Having Tough Conversations With Those Close to You

09.15.23
Having Tough Conversations With Those Close to You (Getty Images)

BostonWhile relationships with loved ones hold a special place in our hearts, no one is perfect, and we will make mistakes or be hurt by the mistakes of others.

Confronting someone you care about something that has upset you or a problem you are experiencing takes a lot of courage and knowing when the best time and place to have an uncomfortable conversation is only half of the difficulty.
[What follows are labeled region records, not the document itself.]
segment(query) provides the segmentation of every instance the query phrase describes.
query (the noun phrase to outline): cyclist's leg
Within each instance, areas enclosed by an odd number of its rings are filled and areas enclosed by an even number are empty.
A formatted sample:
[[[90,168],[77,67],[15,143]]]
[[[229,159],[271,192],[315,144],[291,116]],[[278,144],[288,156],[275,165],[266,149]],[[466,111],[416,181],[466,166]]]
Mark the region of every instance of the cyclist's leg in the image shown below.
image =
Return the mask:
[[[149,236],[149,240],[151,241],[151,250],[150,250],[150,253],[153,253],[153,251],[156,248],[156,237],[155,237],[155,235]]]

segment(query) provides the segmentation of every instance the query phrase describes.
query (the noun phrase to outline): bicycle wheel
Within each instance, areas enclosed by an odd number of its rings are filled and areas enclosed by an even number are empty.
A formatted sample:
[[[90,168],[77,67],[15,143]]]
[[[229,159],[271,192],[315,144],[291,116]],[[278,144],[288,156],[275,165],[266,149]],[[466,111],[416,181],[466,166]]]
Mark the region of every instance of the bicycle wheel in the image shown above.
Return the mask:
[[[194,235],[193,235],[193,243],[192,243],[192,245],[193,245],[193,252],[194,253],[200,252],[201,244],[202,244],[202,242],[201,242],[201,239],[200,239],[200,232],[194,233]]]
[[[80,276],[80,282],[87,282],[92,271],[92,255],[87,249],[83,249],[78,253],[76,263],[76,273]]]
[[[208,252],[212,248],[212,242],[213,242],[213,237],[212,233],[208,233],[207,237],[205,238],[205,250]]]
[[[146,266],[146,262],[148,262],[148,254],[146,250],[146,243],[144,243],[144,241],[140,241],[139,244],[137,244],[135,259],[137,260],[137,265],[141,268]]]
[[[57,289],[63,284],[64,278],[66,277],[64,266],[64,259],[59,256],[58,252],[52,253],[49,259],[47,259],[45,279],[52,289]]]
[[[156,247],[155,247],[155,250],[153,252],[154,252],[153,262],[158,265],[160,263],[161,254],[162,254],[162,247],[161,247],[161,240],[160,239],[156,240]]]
The goal is to be able to communicate as effectively as possible, explaining how your feelings were hurt without deliberately hurting the other person. Here are some pointers to help you stay true to this.

Don’t talk about major issues over text.

Texting is the most common form of modern communication. However, sending a text message that expresses strong emotions is always risky because the recipient has no way of knowing the tone of your message — no matter how well they may know you.

In stressful situations like these, your loved one may interpret your sincere and honest paragraph as sarcastic or hurtful — or vice versa — and the last thing you want is for the situation to worsen due to unnecessary miscommunication.

Take the extra effort to have a phone call, video chat or an in-person conversation if you are willing and able to do so.

Fight the problem, not your loved one.

If you notice that frustrating back-and-forth arguments are taking place instead of productively reaching a resolution in this conversation, feel free to take a step back before saying something hurtful. 

It is critical to remember that you and your loved one are on the same team. There's history, love and respect there. Instead of pointing fingers at each other to determine who is in the wrong, consider the situation as the two of you fighting the problem together. 

Working together to communicate and solve problems, as well as listening to one another's points of view, will ultimately strengthen your friendship.

Be intentional with how you share your point of view.

One surefire way to sever ties with a friend is to show disrespect in how you deliver a message. Your words have power, so take the time you need to fully process what you want to share.

It's easy to dismiss your own feelings in order to make the other person feel better, but remember that if you're hurting, the other person deserves to know. It's the point of the conversation, so use "I" statements to express your feelings and how you processed the situation rather than using "you" statements to place blame, shame, and disrespect.

Boundaries are always helpful, never hurtful.

If you require the other person to simply listen to you share your experience, make that clear before you begin your discussion. This is an example of a boundary in conflict resolution.

Another boundary can be allowing time and space between you and the other person after the conversation to pass without communication in order for both of you to process the shared exchange of thoughts and feelings.

Boundaries are beneficial because they can help strengthen the bond between you and your loved ones, even when there is conflict.

No matter how you decide to initiate a difficult conversation, it will always be a difficult conversation. Be patient and kind to yourself. 

This is when you will be able to fully embrace being uncomfortable temporarily so that your relationship can be safe from future issues stemming from the problem at hand down the road.